Fadli Zon Minta Museum Basoeki Abdullah Berani Pajang Karya Asli

JAKARTA - Museum Basoeki Abdullah diminta tidak lagi terlalu sibuk menyimpan koleksi, tetapi lebih berani memamerkan karya asli kepada publik. Museum, kata Menteri Kebudayaan Fadli Zon, harus hidup dari karya, bukan sekadar daftar inventaris.

Pesan itu disampaikan Fadli saat mengunjungi Museum Basoeki Abdullah di Jalan Keuangan Raya, Cilandak, Jakarta, Rabu, 1 Juli. Museum tersebut merupakan aset Balai Pelestarian Kebudayaan DKI Jakarta.

Fadli menilai kualitas museum harus diperkuat lewat kurasi, narasi, dan tata pamer yang lebih serius. Karya asli Basoeki Abdullah perlu menjadi pusat perhatian. Bukan salinan cetak yang membuat pengunjung merasa seperti melihat reproduksi di ruang tunggu.

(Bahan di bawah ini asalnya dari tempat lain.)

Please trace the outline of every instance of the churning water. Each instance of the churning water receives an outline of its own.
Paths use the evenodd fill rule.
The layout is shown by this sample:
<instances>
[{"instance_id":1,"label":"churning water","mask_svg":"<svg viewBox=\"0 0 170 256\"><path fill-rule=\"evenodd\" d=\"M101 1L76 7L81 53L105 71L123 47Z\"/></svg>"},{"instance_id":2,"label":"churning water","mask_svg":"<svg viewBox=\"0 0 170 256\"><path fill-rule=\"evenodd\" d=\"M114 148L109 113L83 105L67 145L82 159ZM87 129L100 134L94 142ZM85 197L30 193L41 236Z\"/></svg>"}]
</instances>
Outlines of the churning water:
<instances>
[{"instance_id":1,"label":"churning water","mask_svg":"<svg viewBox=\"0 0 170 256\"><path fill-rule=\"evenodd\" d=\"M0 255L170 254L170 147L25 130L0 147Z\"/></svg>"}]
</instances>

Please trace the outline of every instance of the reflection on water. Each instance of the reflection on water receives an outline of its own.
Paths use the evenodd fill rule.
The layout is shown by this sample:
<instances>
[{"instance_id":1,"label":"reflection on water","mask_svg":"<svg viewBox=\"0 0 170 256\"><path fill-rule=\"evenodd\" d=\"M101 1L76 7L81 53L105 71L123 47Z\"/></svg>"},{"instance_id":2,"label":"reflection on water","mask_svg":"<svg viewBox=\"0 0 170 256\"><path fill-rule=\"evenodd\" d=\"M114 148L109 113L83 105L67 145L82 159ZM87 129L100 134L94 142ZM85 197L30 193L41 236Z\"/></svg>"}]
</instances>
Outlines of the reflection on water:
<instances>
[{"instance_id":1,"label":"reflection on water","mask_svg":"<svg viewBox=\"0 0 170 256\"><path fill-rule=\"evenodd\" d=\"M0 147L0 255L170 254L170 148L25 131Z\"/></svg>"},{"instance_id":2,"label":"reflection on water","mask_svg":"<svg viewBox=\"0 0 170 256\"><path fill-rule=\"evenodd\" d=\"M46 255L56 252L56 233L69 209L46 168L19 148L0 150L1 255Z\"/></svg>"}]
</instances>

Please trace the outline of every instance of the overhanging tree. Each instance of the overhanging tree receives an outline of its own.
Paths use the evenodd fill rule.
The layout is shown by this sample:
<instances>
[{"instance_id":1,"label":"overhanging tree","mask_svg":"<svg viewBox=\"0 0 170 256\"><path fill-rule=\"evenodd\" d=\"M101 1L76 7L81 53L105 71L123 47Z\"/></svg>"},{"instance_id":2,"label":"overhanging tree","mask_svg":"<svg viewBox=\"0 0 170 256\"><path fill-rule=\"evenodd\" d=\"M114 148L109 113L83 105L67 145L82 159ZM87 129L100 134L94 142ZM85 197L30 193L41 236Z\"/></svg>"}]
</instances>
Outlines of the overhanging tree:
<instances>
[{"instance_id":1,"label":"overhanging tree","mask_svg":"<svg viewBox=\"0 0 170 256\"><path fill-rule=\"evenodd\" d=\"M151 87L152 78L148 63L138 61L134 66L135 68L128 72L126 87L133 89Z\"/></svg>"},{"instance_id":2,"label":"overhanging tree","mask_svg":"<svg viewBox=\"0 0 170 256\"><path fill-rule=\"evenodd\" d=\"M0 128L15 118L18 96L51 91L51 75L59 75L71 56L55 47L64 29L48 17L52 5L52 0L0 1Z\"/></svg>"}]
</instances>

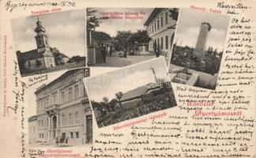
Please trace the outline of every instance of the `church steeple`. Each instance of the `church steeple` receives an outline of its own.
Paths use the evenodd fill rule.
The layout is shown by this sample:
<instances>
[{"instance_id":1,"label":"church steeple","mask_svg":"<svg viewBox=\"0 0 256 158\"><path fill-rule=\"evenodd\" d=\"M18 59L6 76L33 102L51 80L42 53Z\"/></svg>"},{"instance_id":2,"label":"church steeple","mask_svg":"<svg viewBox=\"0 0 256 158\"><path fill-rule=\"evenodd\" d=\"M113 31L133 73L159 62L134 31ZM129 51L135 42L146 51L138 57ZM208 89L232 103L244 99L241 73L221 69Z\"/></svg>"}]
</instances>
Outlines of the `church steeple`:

“Museum harus berjiwa memamerkan, bukan bersemangat inventaris. Karya asli dipamerkan, bukan print. Storage diminimalkan, pajangan dimaksimalkan, dengan rotasi bila ruang terbatas,” ujar Fadli.

Menurut Fadli, Museum Basoeki Abdullah memiliki bahan cerita yang sangat kaya. Tidak hanya lukisan, tetapi juga peristiwa penting dalam hidup sang maestro, tokoh-tokoh yang pernah dilukis, kutipan, kliping surat kabar, hingga arsip televisi.

Semua bahan itu dapat dirangkai menjadi pameran tematik agar pengunjung tidak hanya melihat lukisan, tetapi juga memahami konteks karya dan perjalanan hidup Basoeki Abdullah.

“Bahan narasi Basoeki Abdullah melimpah. Peristiwa, tokoh, kliping, arsip, semuanya dapat menjadi bagian dari kurasi tematik sehingga pengunjung memperoleh pengalaman yang utuh,” katanya.

Fadli juga mendorong pengembangan merchandise berbasis koleksi museum. Produk seperti kartu pos dan turunan visual lain dinilai bisa memperkuat pengalaman pengunjung, selama tetap berangkat dari karya asli yang dipamerkan.

Kepala Balai Pelestarian Kebudayaan DKI Jakarta Desse Yussubrasta mengatakan pihaknya akan menindaklanjuti arahan tersebut. Salah satunya dengan menerapkan kebijakan “No Print on Display” di ruang pamer utama.

Balai juga akan menyusun rotasi karya asli, menata ulang zonasi ruang pamer, ruang narasi, area arsip, dan ruang penyimpanan. Sejumlah kurator akan dilibatkan untuk menyusun narasi pamer tematik berbasis peristiwa penting dalam kehidupan Basoeki Abdullah.

Selain itu, karya asli yang selama ini berada di ruang penyimpanan akan diidentifikasi. Karya prioritas akan dipindahkan ke ruang pamer agar lebih banyak dilihat publik.

Kunjungan tersebut turut diikuti Direktur Jenderal Pelindungan Kebudayaan dan Tradisi Restu Gunawan, Staf Khusus Menteri Bidang Protokoler dan Rumah Tangga Rachmanda Primayuda, serta Direktur Sejarah dan Permuseuman Agus Mulyana.

Fadli berharap revitalisasi tata pamer Museum Basoeki Abdullah dapat segera dilakukan. Ia juga berharap museum itu semakin ramai dikunjungi masyarakat dan menjadi ruang inspirasi bagi pelukis muda.

“Kita berharap ke depan akan dilakukan revitalisasi tata pamer Museum Basoeki Abdullah. Sekaligus kita berharap semakin banyak masyarakat yang berkunjung,” ujar Fadli.